The buffering that you're thinking about is a receive-side function where packets are being marshalled and put into the proper sequence or order (there's a sequence number in the RTP header of the audio datagram to do this).  The burstiness from the transmit side is smoothed out to remove the jitter from the variances in the inter-packet arrival times.  The receive side buffer will then de-queue the packets to the audio player function.  The buffer is normally some percentage full and this helps the streaming audio to be continuous without noticeable delays, shudders, or pops.
I think what people are confusing is 'reliability of delivery' and thinking that audio streams are always reliable like a file transfer.  A file transfer that 
@Steve Woodhouse raised doesn't have any timing constraints on it like audio does.  With audio, the packets have to arrive quickly or the buffer that was mentioned above can end up with no packets in it.  So, a file transfer has the luxury of time and can use more reliable delivery (hey, did you get my message?  No, then I'll resend it) where audio is often sent more like a fire-and-forget (hey, I just sent a message and hope that you got it). 

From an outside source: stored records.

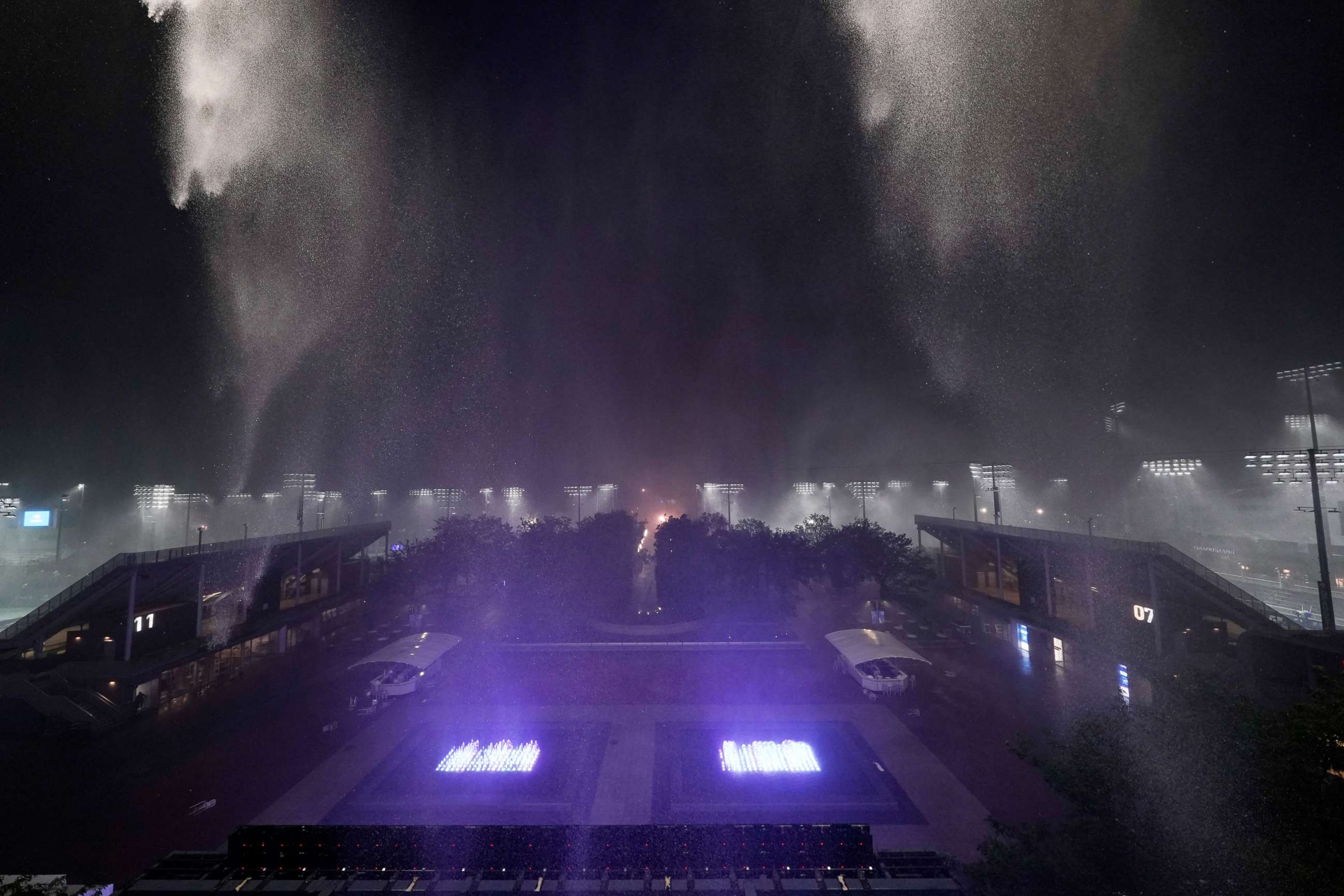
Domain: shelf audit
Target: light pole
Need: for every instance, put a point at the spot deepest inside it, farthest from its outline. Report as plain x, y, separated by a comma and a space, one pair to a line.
729, 491
863, 491
577, 492
1307, 375
61, 516
805, 489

One can absolutely build a 2-way reliable delivery of audio but you have to make assumptions about the network while respecting the need to be timely.  Here, we could compare a 1-hop delivery on a LAN vs the multihop delivery over the public internet.  To the user, reliable delivery can come at the cost of continuous audio which would make them hit the return item button on Amazon.  These are choices that the designer of the 2 sides of an audio application makes because someone's mom can't make that choice.  So, servers like Plex or Emby or LMS can use reliable delivery on your 1-hop broadcast LAN.  But when you're building a massive internet service, the cost of building and operating a service to manage and operate 2-way reliable communications with tens of thousands of music players at scale is non-trivial.  I've been leaning more into this internet service item than the LAN in my comments.

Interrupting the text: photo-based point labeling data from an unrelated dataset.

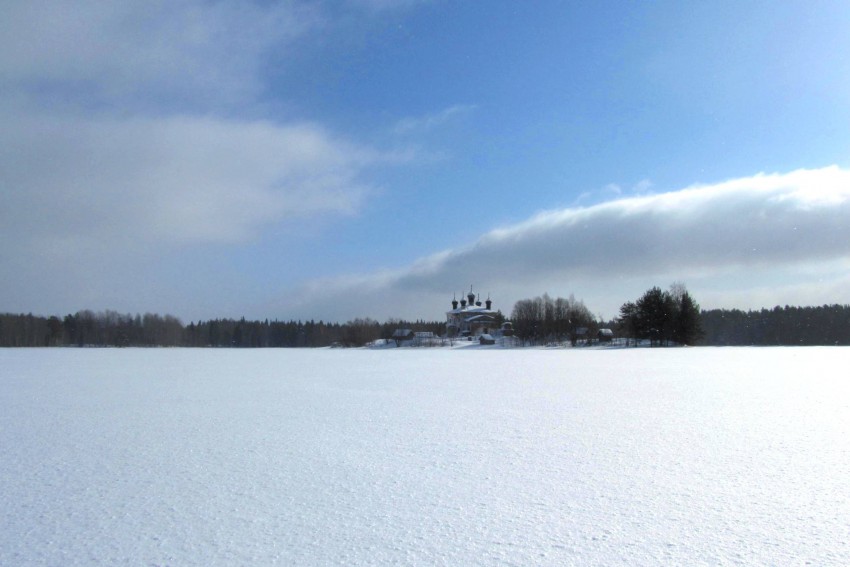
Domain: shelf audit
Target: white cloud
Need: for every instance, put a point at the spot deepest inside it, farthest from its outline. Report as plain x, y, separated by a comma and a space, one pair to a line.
186, 53
432, 120
725, 240
173, 180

When the audio is put into the receive-side buffer, if it never actually got there, there's a tiny gap (a few milliseconds) in the audio stream.  If you're at the edge of radio range with WiFi, for example, then there would definitely be instances where the packet (or more likely, several packets in a row) just doesn't get there as there are limits even on what is considered 'reliable delivery' because the receiver can't hear the sender.  When they move too far away, even if the receiver is saying I didn't get your message, the sender can't hear the intended receiver's response)
If you have more questions, please ask away.